Peter Navarro, director of the White House Office of Trade and Manufacturing Policy, said tariffs were “purely defensive measures” to reduce the trade deficit.  It says that the cumulative billions of dollars that Americans transfer abroad as a result of annual deficits are then used by these countries to buy U.S. assets, unlike the investment of that money in the United States. these billions of dollars are in the hands of foreigners who can then use them to buy America.  “If the government lets the Phase 1 agreement die, it will be difficult to justify the pain caused by the long trade war,” she wrote in an essay this week. Meanwhile, the U.S. trade deficit with China has widened further, reaching a record $419.2 billion in 2018. By 2019, the trade deficit had fallen to $345 billion, which is about the same as in 2016, mainly due to reduced trade flows. It should be noted that while the U.S. deficit with China is shrinking, its total trade deficit is not. Trump`s unilateral tariffs on China have diverted trade flows from China, leading to an increase in the U.S. trade deficit with Europe, Mexico, Japan, South Korea and Taiwan. In a message to Trump, Chinese President Xi Jinping said the agreement was “beneficial to China, the United States and the world.” Xi also said the agreement shows that both countries can find appropriate and effective solutions to problems “on the basis of equality and mutual respect through dialogue and consultation.” The United States and China must resume negotiations on important policies that are not affected by the first phase agreement.

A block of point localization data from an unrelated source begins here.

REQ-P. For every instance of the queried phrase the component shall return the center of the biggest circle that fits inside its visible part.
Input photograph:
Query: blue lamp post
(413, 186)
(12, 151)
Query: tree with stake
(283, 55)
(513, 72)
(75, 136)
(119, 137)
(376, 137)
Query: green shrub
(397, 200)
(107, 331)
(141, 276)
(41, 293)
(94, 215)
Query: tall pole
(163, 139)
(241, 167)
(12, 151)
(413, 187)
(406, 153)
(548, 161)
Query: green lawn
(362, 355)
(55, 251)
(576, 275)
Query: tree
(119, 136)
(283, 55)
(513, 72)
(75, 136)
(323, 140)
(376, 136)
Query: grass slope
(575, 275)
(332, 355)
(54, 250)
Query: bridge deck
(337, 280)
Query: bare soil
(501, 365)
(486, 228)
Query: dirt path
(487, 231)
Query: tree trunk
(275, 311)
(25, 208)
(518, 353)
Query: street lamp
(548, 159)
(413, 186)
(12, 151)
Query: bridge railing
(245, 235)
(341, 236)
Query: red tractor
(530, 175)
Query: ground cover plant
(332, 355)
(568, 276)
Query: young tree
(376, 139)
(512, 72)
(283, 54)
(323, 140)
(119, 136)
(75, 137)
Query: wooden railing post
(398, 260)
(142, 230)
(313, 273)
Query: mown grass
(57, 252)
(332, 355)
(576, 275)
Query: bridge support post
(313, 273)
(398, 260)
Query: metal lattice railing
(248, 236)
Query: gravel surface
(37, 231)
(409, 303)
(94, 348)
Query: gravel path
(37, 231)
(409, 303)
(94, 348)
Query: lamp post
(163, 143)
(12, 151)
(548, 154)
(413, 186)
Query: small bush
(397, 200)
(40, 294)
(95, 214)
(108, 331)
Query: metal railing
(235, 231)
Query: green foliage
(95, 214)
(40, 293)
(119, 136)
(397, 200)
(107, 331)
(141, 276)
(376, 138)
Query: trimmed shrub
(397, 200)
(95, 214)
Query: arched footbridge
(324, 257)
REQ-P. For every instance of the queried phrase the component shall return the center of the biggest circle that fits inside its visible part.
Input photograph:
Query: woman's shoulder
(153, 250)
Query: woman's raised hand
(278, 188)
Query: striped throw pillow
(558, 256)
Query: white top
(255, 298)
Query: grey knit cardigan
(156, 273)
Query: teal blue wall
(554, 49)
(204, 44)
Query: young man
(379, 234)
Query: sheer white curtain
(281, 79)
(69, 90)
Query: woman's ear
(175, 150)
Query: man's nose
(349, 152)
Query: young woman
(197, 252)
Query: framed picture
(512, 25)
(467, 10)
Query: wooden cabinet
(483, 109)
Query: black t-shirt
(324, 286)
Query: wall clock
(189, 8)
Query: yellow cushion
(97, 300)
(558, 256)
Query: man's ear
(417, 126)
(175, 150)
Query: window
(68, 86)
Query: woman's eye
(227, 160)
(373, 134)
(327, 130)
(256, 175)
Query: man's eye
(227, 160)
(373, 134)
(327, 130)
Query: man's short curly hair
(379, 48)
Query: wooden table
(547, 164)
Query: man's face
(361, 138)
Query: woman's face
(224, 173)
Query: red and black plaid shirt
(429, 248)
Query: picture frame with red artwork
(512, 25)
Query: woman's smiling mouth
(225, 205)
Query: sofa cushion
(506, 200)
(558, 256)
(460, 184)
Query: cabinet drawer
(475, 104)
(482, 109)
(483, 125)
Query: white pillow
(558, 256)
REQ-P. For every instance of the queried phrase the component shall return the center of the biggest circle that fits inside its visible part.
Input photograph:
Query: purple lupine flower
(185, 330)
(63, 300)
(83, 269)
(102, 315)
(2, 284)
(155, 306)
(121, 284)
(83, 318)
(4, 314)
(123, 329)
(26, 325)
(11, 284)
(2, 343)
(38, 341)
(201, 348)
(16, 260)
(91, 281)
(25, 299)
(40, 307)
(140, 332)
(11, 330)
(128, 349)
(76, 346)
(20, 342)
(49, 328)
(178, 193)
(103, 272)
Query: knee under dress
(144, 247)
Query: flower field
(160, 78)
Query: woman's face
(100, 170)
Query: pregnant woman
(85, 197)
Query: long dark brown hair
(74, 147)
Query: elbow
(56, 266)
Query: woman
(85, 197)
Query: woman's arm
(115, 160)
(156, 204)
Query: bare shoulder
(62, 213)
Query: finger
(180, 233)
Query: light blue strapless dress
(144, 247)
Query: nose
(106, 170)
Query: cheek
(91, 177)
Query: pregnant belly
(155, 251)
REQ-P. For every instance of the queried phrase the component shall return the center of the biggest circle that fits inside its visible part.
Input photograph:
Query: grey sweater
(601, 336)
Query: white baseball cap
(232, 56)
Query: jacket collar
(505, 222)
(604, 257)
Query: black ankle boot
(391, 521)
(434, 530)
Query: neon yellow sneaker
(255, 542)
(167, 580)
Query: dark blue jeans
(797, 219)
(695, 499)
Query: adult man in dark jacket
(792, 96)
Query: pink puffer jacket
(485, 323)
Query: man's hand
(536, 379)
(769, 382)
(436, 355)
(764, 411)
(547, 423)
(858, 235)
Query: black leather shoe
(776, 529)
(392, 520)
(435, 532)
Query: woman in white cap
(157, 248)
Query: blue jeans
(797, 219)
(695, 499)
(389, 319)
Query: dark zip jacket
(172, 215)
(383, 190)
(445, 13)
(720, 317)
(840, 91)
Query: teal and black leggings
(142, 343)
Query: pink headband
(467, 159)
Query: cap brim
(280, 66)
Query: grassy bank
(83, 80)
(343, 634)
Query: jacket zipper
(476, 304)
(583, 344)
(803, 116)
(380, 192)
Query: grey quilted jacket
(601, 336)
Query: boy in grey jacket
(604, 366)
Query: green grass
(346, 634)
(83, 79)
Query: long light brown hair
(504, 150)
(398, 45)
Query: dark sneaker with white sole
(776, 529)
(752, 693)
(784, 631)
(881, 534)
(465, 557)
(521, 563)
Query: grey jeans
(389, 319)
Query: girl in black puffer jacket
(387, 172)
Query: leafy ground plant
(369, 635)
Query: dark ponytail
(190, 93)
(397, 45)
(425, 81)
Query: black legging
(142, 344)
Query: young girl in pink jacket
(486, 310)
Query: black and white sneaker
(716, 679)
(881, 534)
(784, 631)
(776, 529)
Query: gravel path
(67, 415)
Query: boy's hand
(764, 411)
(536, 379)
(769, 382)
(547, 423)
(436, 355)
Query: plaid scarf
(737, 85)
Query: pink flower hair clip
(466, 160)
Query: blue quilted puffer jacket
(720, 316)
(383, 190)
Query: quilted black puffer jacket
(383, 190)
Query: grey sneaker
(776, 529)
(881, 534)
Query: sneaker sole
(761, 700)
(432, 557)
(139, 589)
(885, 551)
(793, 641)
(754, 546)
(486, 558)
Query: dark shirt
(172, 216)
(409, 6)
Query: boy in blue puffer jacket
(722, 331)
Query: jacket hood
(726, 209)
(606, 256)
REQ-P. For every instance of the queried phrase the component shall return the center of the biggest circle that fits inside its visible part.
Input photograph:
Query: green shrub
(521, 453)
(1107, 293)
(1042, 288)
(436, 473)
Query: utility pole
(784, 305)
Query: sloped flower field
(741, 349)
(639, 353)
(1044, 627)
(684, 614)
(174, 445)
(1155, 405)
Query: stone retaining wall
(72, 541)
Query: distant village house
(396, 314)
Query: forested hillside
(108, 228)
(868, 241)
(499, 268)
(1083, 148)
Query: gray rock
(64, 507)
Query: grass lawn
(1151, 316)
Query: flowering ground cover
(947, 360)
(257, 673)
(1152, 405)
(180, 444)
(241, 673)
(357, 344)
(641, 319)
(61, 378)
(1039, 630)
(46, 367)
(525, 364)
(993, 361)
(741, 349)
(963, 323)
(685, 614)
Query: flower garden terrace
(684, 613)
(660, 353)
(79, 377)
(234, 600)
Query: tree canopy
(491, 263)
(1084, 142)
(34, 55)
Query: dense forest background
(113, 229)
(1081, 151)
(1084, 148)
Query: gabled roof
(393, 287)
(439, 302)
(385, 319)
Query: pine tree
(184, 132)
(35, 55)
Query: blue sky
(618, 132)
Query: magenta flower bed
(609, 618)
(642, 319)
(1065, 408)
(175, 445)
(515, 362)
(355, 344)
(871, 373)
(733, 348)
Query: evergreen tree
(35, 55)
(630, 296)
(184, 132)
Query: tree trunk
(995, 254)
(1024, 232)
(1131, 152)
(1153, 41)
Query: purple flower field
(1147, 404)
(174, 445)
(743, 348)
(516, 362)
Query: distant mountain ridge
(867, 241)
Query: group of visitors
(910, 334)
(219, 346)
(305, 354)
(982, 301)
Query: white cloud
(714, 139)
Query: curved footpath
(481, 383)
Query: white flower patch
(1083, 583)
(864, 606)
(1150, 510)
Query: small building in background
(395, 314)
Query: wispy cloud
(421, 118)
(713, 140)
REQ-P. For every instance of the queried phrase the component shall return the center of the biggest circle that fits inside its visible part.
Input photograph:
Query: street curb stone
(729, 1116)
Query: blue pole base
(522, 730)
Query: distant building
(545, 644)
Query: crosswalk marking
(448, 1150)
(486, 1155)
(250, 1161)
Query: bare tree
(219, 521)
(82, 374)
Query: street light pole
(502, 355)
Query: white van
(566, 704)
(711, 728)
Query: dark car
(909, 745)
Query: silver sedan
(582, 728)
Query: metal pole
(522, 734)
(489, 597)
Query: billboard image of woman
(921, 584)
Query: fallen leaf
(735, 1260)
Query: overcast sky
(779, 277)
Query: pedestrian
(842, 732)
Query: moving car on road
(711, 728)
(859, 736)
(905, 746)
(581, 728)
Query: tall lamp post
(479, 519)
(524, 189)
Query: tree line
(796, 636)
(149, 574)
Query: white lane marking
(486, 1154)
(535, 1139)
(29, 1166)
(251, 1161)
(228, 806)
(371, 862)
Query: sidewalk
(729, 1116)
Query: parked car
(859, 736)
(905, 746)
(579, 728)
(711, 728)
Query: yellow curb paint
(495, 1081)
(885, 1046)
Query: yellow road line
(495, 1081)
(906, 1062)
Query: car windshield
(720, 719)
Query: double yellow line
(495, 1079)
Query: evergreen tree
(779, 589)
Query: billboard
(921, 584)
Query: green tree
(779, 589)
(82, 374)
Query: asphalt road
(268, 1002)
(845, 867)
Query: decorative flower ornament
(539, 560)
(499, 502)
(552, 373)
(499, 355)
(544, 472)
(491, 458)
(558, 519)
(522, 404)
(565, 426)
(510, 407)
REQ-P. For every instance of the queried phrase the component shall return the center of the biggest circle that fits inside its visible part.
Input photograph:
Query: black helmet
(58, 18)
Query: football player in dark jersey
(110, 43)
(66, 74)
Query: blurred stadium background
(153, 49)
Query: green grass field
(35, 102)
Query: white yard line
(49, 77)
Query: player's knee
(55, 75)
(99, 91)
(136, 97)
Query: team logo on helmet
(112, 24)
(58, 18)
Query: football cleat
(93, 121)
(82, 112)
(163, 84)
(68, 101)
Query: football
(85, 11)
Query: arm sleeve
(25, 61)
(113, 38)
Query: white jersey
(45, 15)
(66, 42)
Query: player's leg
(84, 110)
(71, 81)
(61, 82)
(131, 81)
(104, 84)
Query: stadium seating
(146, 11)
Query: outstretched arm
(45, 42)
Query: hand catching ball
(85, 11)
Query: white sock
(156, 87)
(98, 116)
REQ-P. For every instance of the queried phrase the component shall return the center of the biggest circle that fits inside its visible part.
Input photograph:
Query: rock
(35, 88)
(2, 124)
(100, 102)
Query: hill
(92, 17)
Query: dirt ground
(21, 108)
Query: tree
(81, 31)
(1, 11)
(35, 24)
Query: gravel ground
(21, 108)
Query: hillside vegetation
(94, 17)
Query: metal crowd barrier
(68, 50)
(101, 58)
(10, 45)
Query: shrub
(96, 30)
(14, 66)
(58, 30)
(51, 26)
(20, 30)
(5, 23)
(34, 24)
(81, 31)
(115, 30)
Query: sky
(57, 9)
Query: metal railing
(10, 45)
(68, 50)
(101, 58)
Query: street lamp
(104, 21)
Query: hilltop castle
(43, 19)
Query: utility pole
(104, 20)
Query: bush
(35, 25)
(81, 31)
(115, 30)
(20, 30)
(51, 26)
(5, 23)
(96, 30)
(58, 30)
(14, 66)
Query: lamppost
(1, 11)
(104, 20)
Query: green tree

Trump`s trade war has failed to address what really concerns U.S.-China trade relations. It is time for a new approach. Chilean Deputy Trade Minister Rodrigo Yanez told CNBC: “It is very important for Chile that a trade agreement between the United States and China is soon to be signed.”  Trump`s agreement is intended to facilitate the identification and punishment of theft and counterfeiting of intellectual property. For example, several provisions relating to the protection of confidential information are added, considered trade secrets and which, according to AMERICAN companies, are not well protected by Chinese law. These safeguards also include “electronic intrusions,” a reference to hacking computer systems. Some countries have benefited economically from the trade war, at least in some sectors, as a result of increased exports to the United States and China, in order to fill the gaps created by the decline in trade between these two economies.